Kata used “Linux kernel Direct Access filesystem (DAX)” to directly share access of the host filesystem to the guest kernel. I thought this was pretty interesting, but it sounds like a possible spot to start a jailbreak. I’m guessing these kinds of optimizations along with using super simple virtualized devices is what gives Kata its almost-cgroups-like performance.
> Mapping files using DAX provides a number of benefits over more traditional VM file and device mapping mechanisms:
> Mapping as a direct access device allows the guest to directly access the host memory pages (such as via Execute In Place (XIP)), bypassing the guest kernel's page cache. This zero copy provides both time and space optimizations.
> Mapping as a direct access device inside the VM allows pages from the host to be demand loaded using page faults, rather than having to make requests via a virtualized device (causing expensive VM exits/hypercalls), thus providing a speed optimization.
> Utilizing mmap(2)'s MAP_SHARED shared memory option on the host allows the host to efficiently share pages.
Yeah, it's worth understanding the attack surface of DAX - if someone has information I'd be very interested. That said, you could mitigate it in other ways depending on your use case.

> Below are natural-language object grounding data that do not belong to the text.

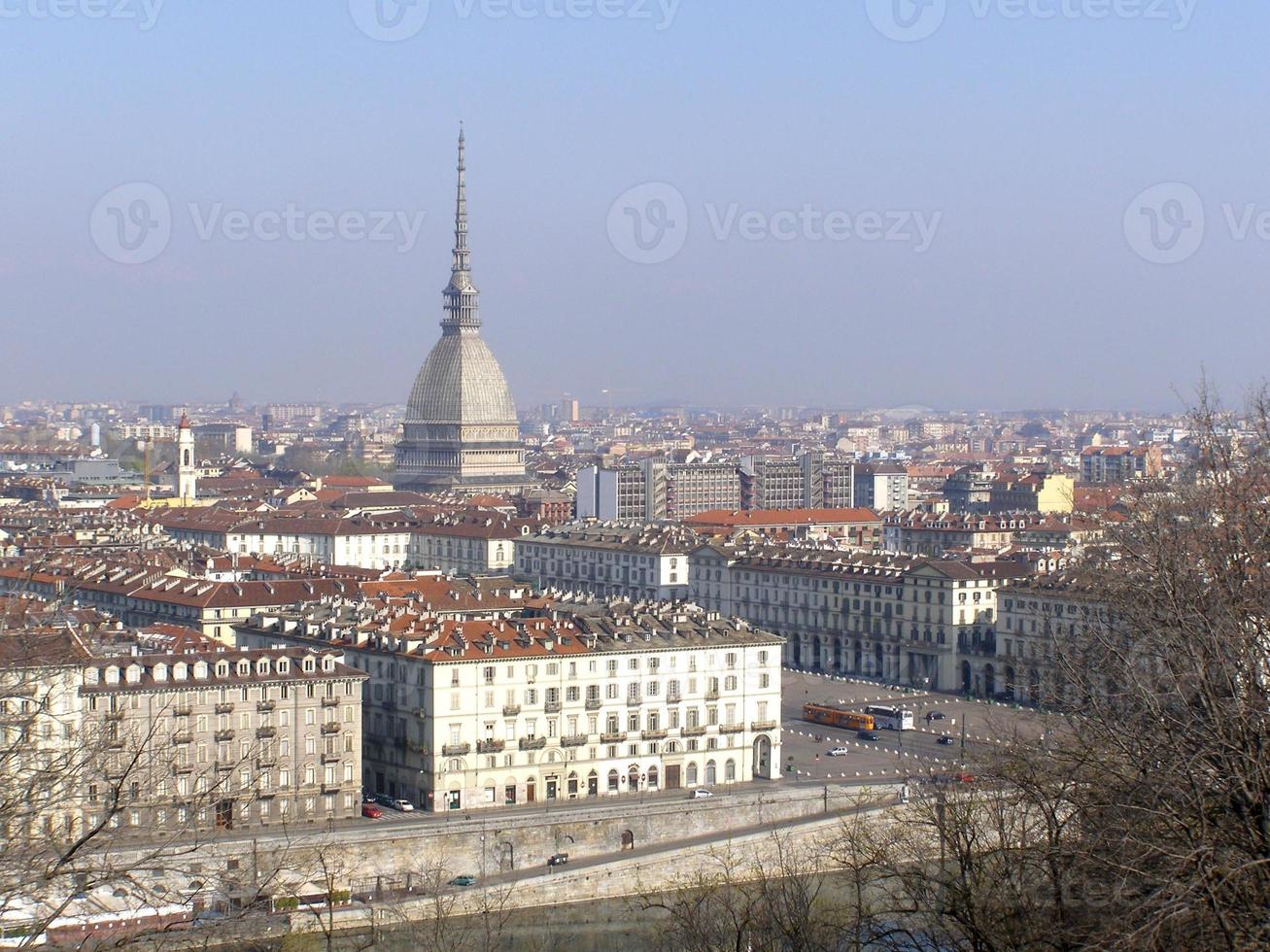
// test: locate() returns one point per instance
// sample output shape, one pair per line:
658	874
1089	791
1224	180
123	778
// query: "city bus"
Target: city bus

Having gone through an evaluation of Firecracker's security my main conclusion was that sandboxing the processes in the guest is the highest 'bang for your buck' way to reduce escapes.
Do you mean inside the guest? I'm sure they do stuff like that; they operate the normal sort of cgroups + fs mappings inside the guest VM to create inner containers. Eg all the containers in a Kubernetes pod run inside the same VM, but different containers within the VM.
Vagrant also kind-of fits the description, but I've been looking for an alternative due to it's libvirt support being iffy (the plugin breaks often or has issues compared to the virtualbox provider, also not many official image providers).
Here's one option I came across recently that's pretty nice and simple, using virsh and cloud images, and making it easy to spin up a VM and ssh into it. [1]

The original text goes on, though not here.